Les territoires ultramarins font face à des défis spécifiques en matière de logement social, aggravés par des niveaux de pauvreté supérieurs à ceux de l’Hexagone. Selon Le Monde - Politique, un rapport parlementaire, rendu public cette semaine, met en lumière les lacunes du système actuel et propose des pistes pour y remédier.

Ce qu'il faut retenir

  • Les outre-mer affichent un taux de pauvreté bien supérieur à la moyenne métropolitaine, exacerbant les tensions sur le marché du logement.
  • La part de logements sociaux (HLM) y est inférieure à celle observée en France hexagonale, malgré des besoins accrus.
  • Le rapport, porté par deux députés, recommande de revoir à la hausse les aides de l’État et de simplifier l’accompagnement des projets.
  • Les auteurs soulignent le besoin d’une réforme structurelle pour répondre à l’urgence sociale dans ces territoires.

Une crise du logement aggravée par des inégalités territoriales

Les départements et régions d’outre-mer (DROM) concentrent des taux de pauvreté deux à trois fois plus élevés que dans l’Hexagone. Cette précarité économique se traduit par une demande accrue en logements sociaux, alors que l’offre reste insuffisante. D’après le rapport parlementaire, la part des HLM dans le parc immobilier ultramarin est inférieure de 10 à 15 points à celle de la France métropolitaine, où environ 20 % des logements sont des logements sociaux.

Les auteurs du texte, les députés Justine Benin (MoDem) et Stéphane Lenormand (LR), rappellent que les spécificités locales – coût élevé des matériaux, difficultés logistiques, insularité – complexifient la construction de nouveaux logements. « Les outre-mer paient le prix d’un système qui ne prend pas suffisamment en compte leurs réalités », a souligné Justine Benin lors de la présentation du rapport.

Un appel à réviser les dispositifs d’aide de l’État

Le rapport dénonce une baisse progressive des subventions allouées aux projets de logement social dans les outre-mer. Entre 2018 et 2024, les crédits de l’État pour ce secteur ont diminué de 12 %, alors que les besoins n’ont cessé de croître. Les députés proposent de revenir à un niveau d’aide comparable à celui de 2015, tout en ciblant davantage les dispositifs vers les ménages les plus modestes.

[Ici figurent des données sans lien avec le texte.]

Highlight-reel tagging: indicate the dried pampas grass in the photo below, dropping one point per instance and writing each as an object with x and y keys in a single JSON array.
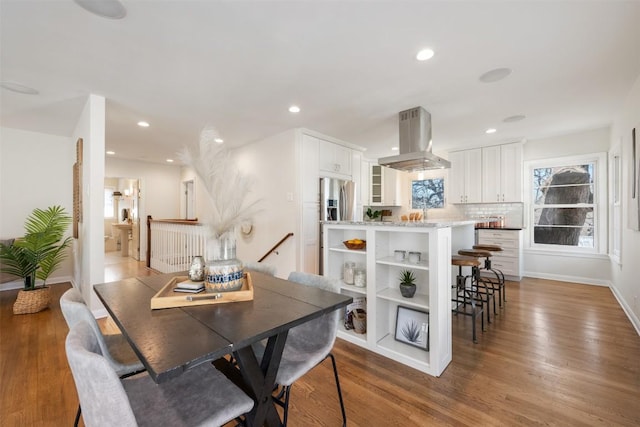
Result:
[{"x": 227, "y": 189}]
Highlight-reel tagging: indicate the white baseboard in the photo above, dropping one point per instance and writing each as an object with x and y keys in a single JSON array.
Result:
[
  {"x": 563, "y": 278},
  {"x": 630, "y": 314}
]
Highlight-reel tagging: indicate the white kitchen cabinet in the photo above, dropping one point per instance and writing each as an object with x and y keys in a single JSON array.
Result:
[
  {"x": 376, "y": 182},
  {"x": 335, "y": 158},
  {"x": 502, "y": 173},
  {"x": 382, "y": 294},
  {"x": 509, "y": 261},
  {"x": 465, "y": 176},
  {"x": 387, "y": 186},
  {"x": 393, "y": 189},
  {"x": 365, "y": 183},
  {"x": 310, "y": 237}
]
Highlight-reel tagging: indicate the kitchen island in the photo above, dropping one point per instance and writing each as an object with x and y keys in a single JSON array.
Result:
[{"x": 435, "y": 241}]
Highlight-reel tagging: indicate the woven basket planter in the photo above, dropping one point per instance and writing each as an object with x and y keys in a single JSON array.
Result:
[{"x": 32, "y": 301}]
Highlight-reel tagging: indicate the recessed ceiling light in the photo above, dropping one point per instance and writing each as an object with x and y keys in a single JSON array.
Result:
[
  {"x": 495, "y": 75},
  {"x": 19, "y": 88},
  {"x": 515, "y": 118},
  {"x": 424, "y": 54},
  {"x": 111, "y": 9}
]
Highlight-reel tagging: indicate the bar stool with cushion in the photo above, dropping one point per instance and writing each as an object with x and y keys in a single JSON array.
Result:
[
  {"x": 464, "y": 296},
  {"x": 114, "y": 347},
  {"x": 200, "y": 396},
  {"x": 485, "y": 285},
  {"x": 487, "y": 266}
]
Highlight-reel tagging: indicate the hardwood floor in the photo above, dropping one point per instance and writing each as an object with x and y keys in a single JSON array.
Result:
[{"x": 559, "y": 354}]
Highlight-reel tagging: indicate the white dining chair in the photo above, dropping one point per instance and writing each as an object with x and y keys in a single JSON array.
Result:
[
  {"x": 309, "y": 344},
  {"x": 200, "y": 396},
  {"x": 114, "y": 347}
]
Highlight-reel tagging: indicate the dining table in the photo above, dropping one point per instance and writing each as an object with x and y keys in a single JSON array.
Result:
[{"x": 172, "y": 340}]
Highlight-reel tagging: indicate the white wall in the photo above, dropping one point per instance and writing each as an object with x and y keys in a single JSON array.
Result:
[
  {"x": 272, "y": 163},
  {"x": 591, "y": 269},
  {"x": 626, "y": 284},
  {"x": 159, "y": 190},
  {"x": 89, "y": 247},
  {"x": 586, "y": 142},
  {"x": 36, "y": 171}
]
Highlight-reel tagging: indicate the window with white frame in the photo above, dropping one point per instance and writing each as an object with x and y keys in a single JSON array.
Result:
[
  {"x": 567, "y": 204},
  {"x": 427, "y": 193}
]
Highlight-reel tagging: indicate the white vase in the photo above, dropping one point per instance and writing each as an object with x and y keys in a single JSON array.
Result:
[{"x": 224, "y": 272}]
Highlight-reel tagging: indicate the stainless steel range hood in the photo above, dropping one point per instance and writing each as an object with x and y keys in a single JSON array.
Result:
[{"x": 415, "y": 144}]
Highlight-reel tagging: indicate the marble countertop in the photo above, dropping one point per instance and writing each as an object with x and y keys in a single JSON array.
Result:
[{"x": 435, "y": 223}]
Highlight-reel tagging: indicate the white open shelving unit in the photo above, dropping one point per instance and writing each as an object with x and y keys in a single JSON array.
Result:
[{"x": 433, "y": 293}]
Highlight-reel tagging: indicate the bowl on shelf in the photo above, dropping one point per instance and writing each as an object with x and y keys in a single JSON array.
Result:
[{"x": 355, "y": 244}]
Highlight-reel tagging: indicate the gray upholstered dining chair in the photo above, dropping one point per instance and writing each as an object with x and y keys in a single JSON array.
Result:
[
  {"x": 309, "y": 344},
  {"x": 261, "y": 267},
  {"x": 114, "y": 347},
  {"x": 201, "y": 396}
]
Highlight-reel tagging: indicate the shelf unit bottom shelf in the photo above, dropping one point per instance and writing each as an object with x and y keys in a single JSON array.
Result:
[{"x": 352, "y": 337}]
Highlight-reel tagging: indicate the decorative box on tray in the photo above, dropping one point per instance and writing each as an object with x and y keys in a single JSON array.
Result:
[{"x": 168, "y": 297}]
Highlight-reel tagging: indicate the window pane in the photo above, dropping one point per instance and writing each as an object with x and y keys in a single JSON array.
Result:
[
  {"x": 427, "y": 193},
  {"x": 564, "y": 226}
]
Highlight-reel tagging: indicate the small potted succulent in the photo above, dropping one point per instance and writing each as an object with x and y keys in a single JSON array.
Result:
[
  {"x": 36, "y": 255},
  {"x": 407, "y": 283}
]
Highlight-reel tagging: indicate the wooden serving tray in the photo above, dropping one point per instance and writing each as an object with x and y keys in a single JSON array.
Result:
[{"x": 168, "y": 298}]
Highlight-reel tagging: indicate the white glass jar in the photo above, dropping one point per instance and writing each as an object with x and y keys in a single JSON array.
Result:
[
  {"x": 348, "y": 273},
  {"x": 360, "y": 278}
]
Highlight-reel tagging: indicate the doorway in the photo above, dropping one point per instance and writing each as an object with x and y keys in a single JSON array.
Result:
[
  {"x": 121, "y": 217},
  {"x": 189, "y": 199}
]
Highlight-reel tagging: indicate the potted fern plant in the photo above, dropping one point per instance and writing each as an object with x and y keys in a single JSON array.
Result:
[
  {"x": 407, "y": 283},
  {"x": 36, "y": 255}
]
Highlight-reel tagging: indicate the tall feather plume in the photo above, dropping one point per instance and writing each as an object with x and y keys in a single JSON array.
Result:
[{"x": 227, "y": 189}]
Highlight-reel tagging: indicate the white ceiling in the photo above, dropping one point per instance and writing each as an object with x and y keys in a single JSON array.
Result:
[{"x": 350, "y": 66}]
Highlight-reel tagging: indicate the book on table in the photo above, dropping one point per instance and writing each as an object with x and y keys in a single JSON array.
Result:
[{"x": 189, "y": 286}]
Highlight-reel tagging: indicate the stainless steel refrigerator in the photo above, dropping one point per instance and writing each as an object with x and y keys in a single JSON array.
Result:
[{"x": 337, "y": 203}]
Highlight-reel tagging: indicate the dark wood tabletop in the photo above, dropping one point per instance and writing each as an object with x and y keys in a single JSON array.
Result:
[{"x": 169, "y": 341}]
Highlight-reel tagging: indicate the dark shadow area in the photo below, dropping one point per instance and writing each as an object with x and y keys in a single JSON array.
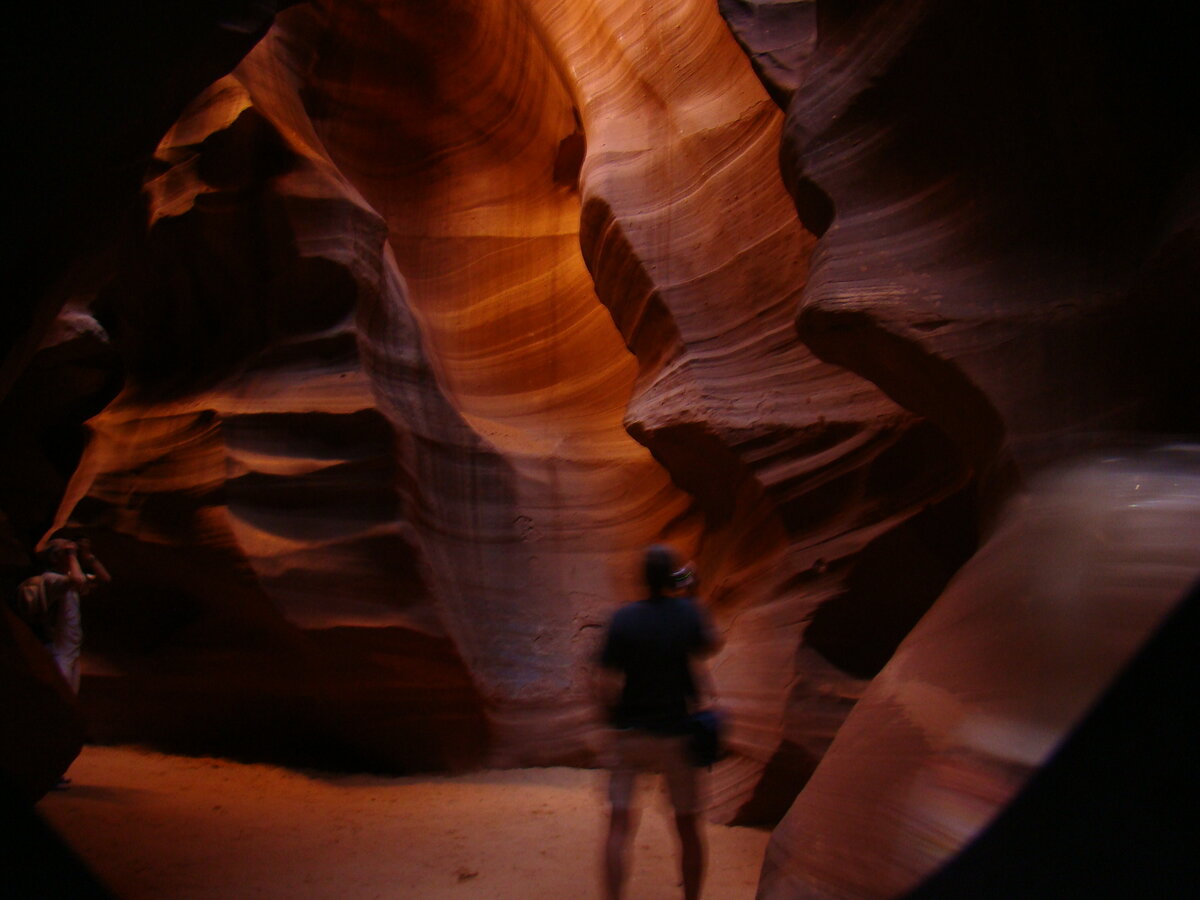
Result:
[
  {"x": 1115, "y": 811},
  {"x": 36, "y": 862},
  {"x": 778, "y": 786}
]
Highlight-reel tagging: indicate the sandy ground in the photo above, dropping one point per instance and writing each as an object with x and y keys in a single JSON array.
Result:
[{"x": 157, "y": 826}]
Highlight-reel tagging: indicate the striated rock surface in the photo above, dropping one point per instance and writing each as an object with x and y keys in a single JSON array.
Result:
[
  {"x": 431, "y": 318},
  {"x": 1078, "y": 574},
  {"x": 1008, "y": 246},
  {"x": 436, "y": 319}
]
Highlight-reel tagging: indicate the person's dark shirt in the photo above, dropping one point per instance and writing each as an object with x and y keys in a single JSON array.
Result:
[{"x": 652, "y": 642}]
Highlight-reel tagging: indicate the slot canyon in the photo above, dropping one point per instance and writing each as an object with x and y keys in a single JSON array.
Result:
[{"x": 371, "y": 342}]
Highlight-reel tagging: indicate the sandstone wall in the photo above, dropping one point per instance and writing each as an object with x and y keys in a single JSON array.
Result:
[{"x": 430, "y": 318}]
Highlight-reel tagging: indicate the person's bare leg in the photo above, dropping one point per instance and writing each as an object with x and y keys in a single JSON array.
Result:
[
  {"x": 619, "y": 821},
  {"x": 691, "y": 853}
]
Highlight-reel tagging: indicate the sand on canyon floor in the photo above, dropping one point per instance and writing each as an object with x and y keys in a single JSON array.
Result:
[{"x": 151, "y": 825}]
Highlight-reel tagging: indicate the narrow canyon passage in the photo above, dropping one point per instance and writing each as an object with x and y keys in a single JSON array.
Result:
[{"x": 151, "y": 825}]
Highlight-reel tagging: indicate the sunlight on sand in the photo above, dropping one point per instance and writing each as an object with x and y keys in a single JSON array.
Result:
[{"x": 159, "y": 826}]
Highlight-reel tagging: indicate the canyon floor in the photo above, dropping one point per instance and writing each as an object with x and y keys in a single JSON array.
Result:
[{"x": 151, "y": 825}]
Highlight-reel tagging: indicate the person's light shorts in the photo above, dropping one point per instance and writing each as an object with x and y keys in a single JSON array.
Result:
[{"x": 636, "y": 753}]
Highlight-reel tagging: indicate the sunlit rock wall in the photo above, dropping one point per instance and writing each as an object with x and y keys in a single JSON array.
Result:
[
  {"x": 435, "y": 318},
  {"x": 432, "y": 317}
]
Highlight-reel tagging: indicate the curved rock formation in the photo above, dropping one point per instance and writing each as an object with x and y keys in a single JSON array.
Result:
[
  {"x": 436, "y": 317},
  {"x": 1077, "y": 576},
  {"x": 377, "y": 395}
]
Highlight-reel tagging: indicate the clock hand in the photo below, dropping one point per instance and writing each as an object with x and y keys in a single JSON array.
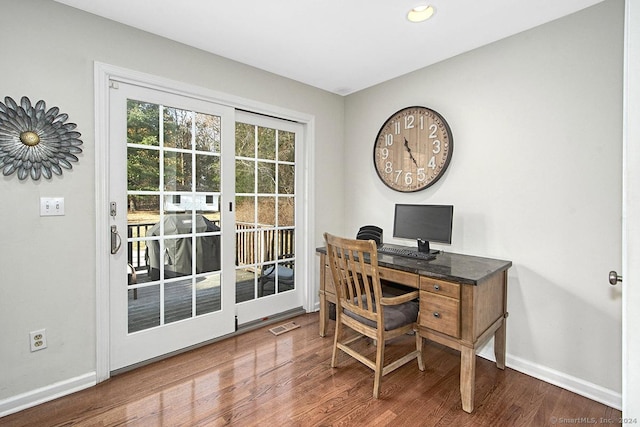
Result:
[{"x": 406, "y": 144}]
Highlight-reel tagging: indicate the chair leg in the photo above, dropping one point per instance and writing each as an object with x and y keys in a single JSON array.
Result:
[
  {"x": 337, "y": 336},
  {"x": 379, "y": 365},
  {"x": 419, "y": 349}
]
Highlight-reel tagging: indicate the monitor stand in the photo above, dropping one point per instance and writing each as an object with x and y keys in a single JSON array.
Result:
[{"x": 423, "y": 246}]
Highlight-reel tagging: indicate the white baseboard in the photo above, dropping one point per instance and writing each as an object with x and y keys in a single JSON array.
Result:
[
  {"x": 35, "y": 397},
  {"x": 560, "y": 379}
]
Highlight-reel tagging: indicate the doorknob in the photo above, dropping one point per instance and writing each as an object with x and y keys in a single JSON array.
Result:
[
  {"x": 614, "y": 278},
  {"x": 116, "y": 241}
]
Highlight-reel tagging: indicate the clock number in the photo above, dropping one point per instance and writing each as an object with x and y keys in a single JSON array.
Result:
[
  {"x": 388, "y": 167},
  {"x": 408, "y": 178},
  {"x": 432, "y": 162},
  {"x": 408, "y": 121},
  {"x": 436, "y": 146},
  {"x": 434, "y": 131}
]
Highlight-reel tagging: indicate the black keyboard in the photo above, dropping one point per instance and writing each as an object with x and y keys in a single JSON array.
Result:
[{"x": 389, "y": 250}]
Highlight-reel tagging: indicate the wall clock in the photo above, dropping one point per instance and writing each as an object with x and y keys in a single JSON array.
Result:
[{"x": 413, "y": 149}]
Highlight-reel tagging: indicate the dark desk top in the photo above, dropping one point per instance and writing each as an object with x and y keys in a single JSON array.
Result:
[{"x": 464, "y": 269}]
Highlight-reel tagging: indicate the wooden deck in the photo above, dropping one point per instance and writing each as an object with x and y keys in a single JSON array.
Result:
[{"x": 260, "y": 379}]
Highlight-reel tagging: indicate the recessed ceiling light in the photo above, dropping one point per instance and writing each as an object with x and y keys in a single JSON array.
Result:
[{"x": 420, "y": 13}]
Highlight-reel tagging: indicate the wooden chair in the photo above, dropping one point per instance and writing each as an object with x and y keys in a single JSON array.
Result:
[{"x": 363, "y": 308}]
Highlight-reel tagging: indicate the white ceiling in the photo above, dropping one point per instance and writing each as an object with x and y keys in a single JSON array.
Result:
[{"x": 341, "y": 46}]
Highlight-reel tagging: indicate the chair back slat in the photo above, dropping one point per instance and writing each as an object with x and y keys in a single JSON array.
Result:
[{"x": 354, "y": 266}]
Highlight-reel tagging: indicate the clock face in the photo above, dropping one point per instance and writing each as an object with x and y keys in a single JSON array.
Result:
[{"x": 413, "y": 149}]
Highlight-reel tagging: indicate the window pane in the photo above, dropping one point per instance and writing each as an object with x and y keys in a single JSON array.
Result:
[
  {"x": 286, "y": 179},
  {"x": 266, "y": 143},
  {"x": 177, "y": 128},
  {"x": 266, "y": 177},
  {"x": 144, "y": 308},
  {"x": 245, "y": 285},
  {"x": 286, "y": 211},
  {"x": 208, "y": 294},
  {"x": 177, "y": 171},
  {"x": 142, "y": 123},
  {"x": 143, "y": 169},
  {"x": 286, "y": 146},
  {"x": 207, "y": 173},
  {"x": 245, "y": 176},
  {"x": 208, "y": 133},
  {"x": 178, "y": 301},
  {"x": 245, "y": 210},
  {"x": 267, "y": 210},
  {"x": 245, "y": 140},
  {"x": 177, "y": 257}
]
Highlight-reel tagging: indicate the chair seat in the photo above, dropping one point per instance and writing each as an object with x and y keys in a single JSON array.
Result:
[{"x": 395, "y": 316}]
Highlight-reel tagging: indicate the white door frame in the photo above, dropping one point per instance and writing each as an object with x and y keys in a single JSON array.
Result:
[
  {"x": 631, "y": 217},
  {"x": 102, "y": 74}
]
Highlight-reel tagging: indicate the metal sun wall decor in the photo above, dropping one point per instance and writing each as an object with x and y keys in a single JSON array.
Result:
[{"x": 35, "y": 141}]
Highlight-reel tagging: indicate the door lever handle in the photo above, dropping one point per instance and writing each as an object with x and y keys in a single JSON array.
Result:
[
  {"x": 614, "y": 278},
  {"x": 116, "y": 240}
]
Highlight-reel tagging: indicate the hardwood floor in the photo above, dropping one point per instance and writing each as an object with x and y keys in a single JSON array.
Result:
[{"x": 261, "y": 379}]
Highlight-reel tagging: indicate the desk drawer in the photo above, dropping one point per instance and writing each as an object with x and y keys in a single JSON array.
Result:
[
  {"x": 440, "y": 287},
  {"x": 399, "y": 276},
  {"x": 440, "y": 313}
]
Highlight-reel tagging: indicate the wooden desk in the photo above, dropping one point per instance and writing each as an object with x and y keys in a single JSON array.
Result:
[{"x": 463, "y": 303}]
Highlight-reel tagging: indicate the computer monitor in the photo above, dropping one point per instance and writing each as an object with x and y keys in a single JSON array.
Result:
[{"x": 424, "y": 223}]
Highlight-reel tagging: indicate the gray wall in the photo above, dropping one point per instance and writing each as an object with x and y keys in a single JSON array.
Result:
[
  {"x": 47, "y": 264},
  {"x": 535, "y": 178}
]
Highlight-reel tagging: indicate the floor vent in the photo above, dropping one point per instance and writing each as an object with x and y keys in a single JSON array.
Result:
[{"x": 281, "y": 329}]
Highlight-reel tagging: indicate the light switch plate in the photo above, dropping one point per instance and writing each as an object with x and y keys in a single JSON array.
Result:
[{"x": 51, "y": 206}]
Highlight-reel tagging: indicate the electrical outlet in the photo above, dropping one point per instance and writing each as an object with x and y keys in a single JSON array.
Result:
[{"x": 38, "y": 340}]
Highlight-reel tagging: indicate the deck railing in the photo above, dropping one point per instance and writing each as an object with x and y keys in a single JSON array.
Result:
[{"x": 254, "y": 245}]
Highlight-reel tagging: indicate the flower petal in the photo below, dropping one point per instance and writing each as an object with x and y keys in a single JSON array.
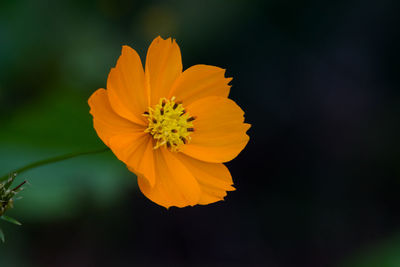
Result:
[
  {"x": 175, "y": 184},
  {"x": 163, "y": 67},
  {"x": 219, "y": 132},
  {"x": 106, "y": 122},
  {"x": 126, "y": 87},
  {"x": 136, "y": 151},
  {"x": 200, "y": 81},
  {"x": 214, "y": 178}
]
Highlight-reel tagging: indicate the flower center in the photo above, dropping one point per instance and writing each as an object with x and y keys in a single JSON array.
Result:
[{"x": 169, "y": 124}]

Autre piste évoquée : la création d’un fonds exceptionnel pour financer des programmes de rénovation urbaine, notamment dans les zones les plus densément peuplées comme La Réunion ou la Martinique. Stéphane Lenormand a indiqué que « sans un effort financier supplémentaire, la situation risque de s’aggraver d’ici 2030 ».

Et maintenant ?

Le gouvernement dispose désormais d’un document de référence pour adapter sa politique du logement dans les outre-mer. Une concertation avec les collectivités locales est attendue dans les prochains mois, avec une possible intégration des propositions dans le projet de loi de finances pour 2027. Reste à voir si les arbitrages budgétaires permettront de concrétiser ces orientations.

Quelles suites pour les propositions du rapport ?

Les deux députés ont annoncé leur intention de déposer une proposition de loi dès l’automne 2026 pour traduire leurs recommandations en mesures législatives. Parmi les mesures phares figurent l’extension des dispositifs de prêt à taux zéro aux zones ultramarines et la simplification des normes de construction pour accélérer les projets.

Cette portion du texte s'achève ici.